Mais nous l’expérimentons au quotidien, cette vie dans l’Esprit Saint est un véritable combat, un combat spirituel. Il ne peut pas en être autrement car s’il y a bien l’Esprit Saint qui œuvre, il n’y a pas que lui. Et il me semble que nous pouvons faire nôtre la parole que Jésus adresse aux fils du tonnerre que sont Jacques et Jean : « Vous ne savez pas de quel esprit vous êtes » (Lc 9, 55).

Oui, nous ne savons pas de quel esprit nous sommes, parce qu’il y a un autre esprit : l’esprit du privé d’amour ! du diviseur. Il me divise intérieurement et il nous divise entre nous.
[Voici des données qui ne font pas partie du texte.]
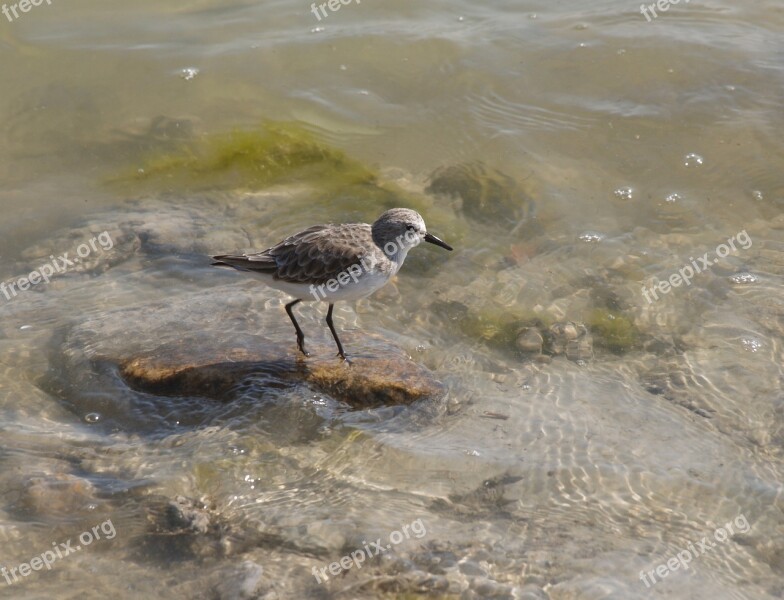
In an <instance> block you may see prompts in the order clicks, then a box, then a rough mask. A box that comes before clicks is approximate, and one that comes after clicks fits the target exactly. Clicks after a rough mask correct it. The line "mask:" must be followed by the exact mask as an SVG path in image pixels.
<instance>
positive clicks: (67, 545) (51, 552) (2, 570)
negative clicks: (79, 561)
mask: <svg viewBox="0 0 784 600" xmlns="http://www.w3.org/2000/svg"><path fill="white" fill-rule="evenodd" d="M101 534H103V539H105V540H111V539H114V536H116V535H117V531H116V530H115V528H114V523H112V520H111V519H107V520H106V521H104V522H103V523H99V524H98V525H96V526H95V527H93V528H92V529H90V530H87V531H83V532H82V533H80V534H79V542H80V545H78V546H76V547H74V546H72V545H71V540H70V539H69V540H67V541H65V542H61V543H58V542H52V546H53V549H52V550H45V551H44V552H41V554H39V555H38V556H34V557H33V558H31V559H30V561H29V562H26V563H21V564H19V565H17V566H15V567H11V568H10V569H8V568H6V567H0V575H2V576H3V577H4V578H5V581H6V584H7V585H13V584H14V583H16V582H17V581H19V577H18V576H17V573H18V574H19V575H21V576H22V577H27V576H28V575H30V573H32V572H33V571H40V570H41V569H43V568H44V567H46V570H47V571H51V570H52V565H53V564H54V563H55V562H57V561H58V560H59V559H61V558H65V557H66V556H68V555H69V554H73V553H74V552H79V550H81V549H82V548H86V547H87V546H89V545H90V544H92V543H93V542H95V541H98V540H100V539H101Z"/></svg>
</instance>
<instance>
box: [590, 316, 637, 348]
mask: <svg viewBox="0 0 784 600" xmlns="http://www.w3.org/2000/svg"><path fill="white" fill-rule="evenodd" d="M588 327H589V329H590V330H591V333H593V334H594V336H595V339H596V345H597V346H601V347H604V348H607V349H608V350H610V351H612V352H616V353H619V354H621V353H624V352H628V351H629V350H631V349H632V348H633V347H634V346H635V345H636V344H637V342H638V340H639V336H640V332H639V331H638V329H637V327H636V326H635V325H634V322H633V321H632V320H631V319H630V318H629V317H627V316H625V315H624V314H622V313H620V312H618V311H612V310H607V309H596V310H594V311H593V312H592V313H591V314H590V316H589V318H588Z"/></svg>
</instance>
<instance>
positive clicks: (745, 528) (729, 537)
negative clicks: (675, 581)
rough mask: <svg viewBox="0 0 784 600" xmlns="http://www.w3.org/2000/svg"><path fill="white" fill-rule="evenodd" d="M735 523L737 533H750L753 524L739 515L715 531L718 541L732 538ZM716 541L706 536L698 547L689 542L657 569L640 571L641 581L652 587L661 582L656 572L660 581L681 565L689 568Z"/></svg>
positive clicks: (715, 533) (646, 584)
mask: <svg viewBox="0 0 784 600" xmlns="http://www.w3.org/2000/svg"><path fill="white" fill-rule="evenodd" d="M733 524H734V525H735V527H737V528H738V531H737V533H748V531H749V530H750V529H751V525H749V522H748V521H747V520H746V517H744V516H743V515H740V516H739V517H735V520H734V522H733V521H730V522H729V523H727V524H726V525H724V527H719V528H718V529H717V530H716V531H714V532H713V537H714V539H715V540H716V542H719V543H720V544H723V543H724V542H726V541H727V540H728V539H729V538H730V536H731V535H733V534H734V533H736V531H735V529H734V528H733ZM716 542H714V541H713V540H712V539H710V538H708V537H707V536H705V537H704V538H702V539H701V540H700V541H699V542H697V547H696V548H695V547H694V544H692V543H691V542H689V543H688V544H687V547H688V550H681V551H680V552H678V553H677V554H676V555H675V556H673V557H672V558H671V559H669V560H668V561H666V562H663V563H662V564H660V565H659V566H658V567H656V568H655V569H651V570H650V571H647V572H646V571H640V581H642V582H643V583H644V584H645V587H651V585H652V584H654V583H659V582H658V581H656V577H655V576H654V574H655V575H658V576H659V581H661V580H662V579H664V578H665V577H667V576H668V575H669V574H670V572H671V571H677V570H678V569H680V568H681V567H683V570H684V571H686V570H688V569H689V563H690V562H691V561H692V560H694V559H695V558H697V557H698V556H701V555H702V554H705V553H706V552H708V551H709V550H713V549H714V548H715V547H716ZM649 577H650V579H651V583H649V582H648V578H649Z"/></svg>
Souvent il nous prend dans les filets de l’avoir (à tous niveaux : matériel, intellectuel, spirituel), de l’honneur, du pouvoir et de la puissance d’où la nécessité d’opérer un discernement.

C’est l’amour vécu au quotidien qui sera le signe indiscutable de la présence et de l’action de l’Esprit en notre vie.

Nous pouvons faire nôtre l’exclamation de saint Jean de la Croix : « Elle est donc souverainement désirable, cette brise de l’Esprit Saint. » (Cantique Spirituel B, Strophe 17, § 9). Demandons les uns pour les autres qu’elle souffle dans nos jardins, dans nos jardins pour qu’ensemble nous exhalions des parfums merveilleux.

Confions-nous à la prière maternelle de la Vierge Marie qui fut comblée de l’Esprit Saint. Si nous nous approchons d’elle, si nous la prenons chez nous, l’Esprit Saint débordera de son cœur dans le nôtre. (Cf. Lc 1, 41.) Oui, viens Esprit Saint, emplis le cœur de tes fidèles ! Amen.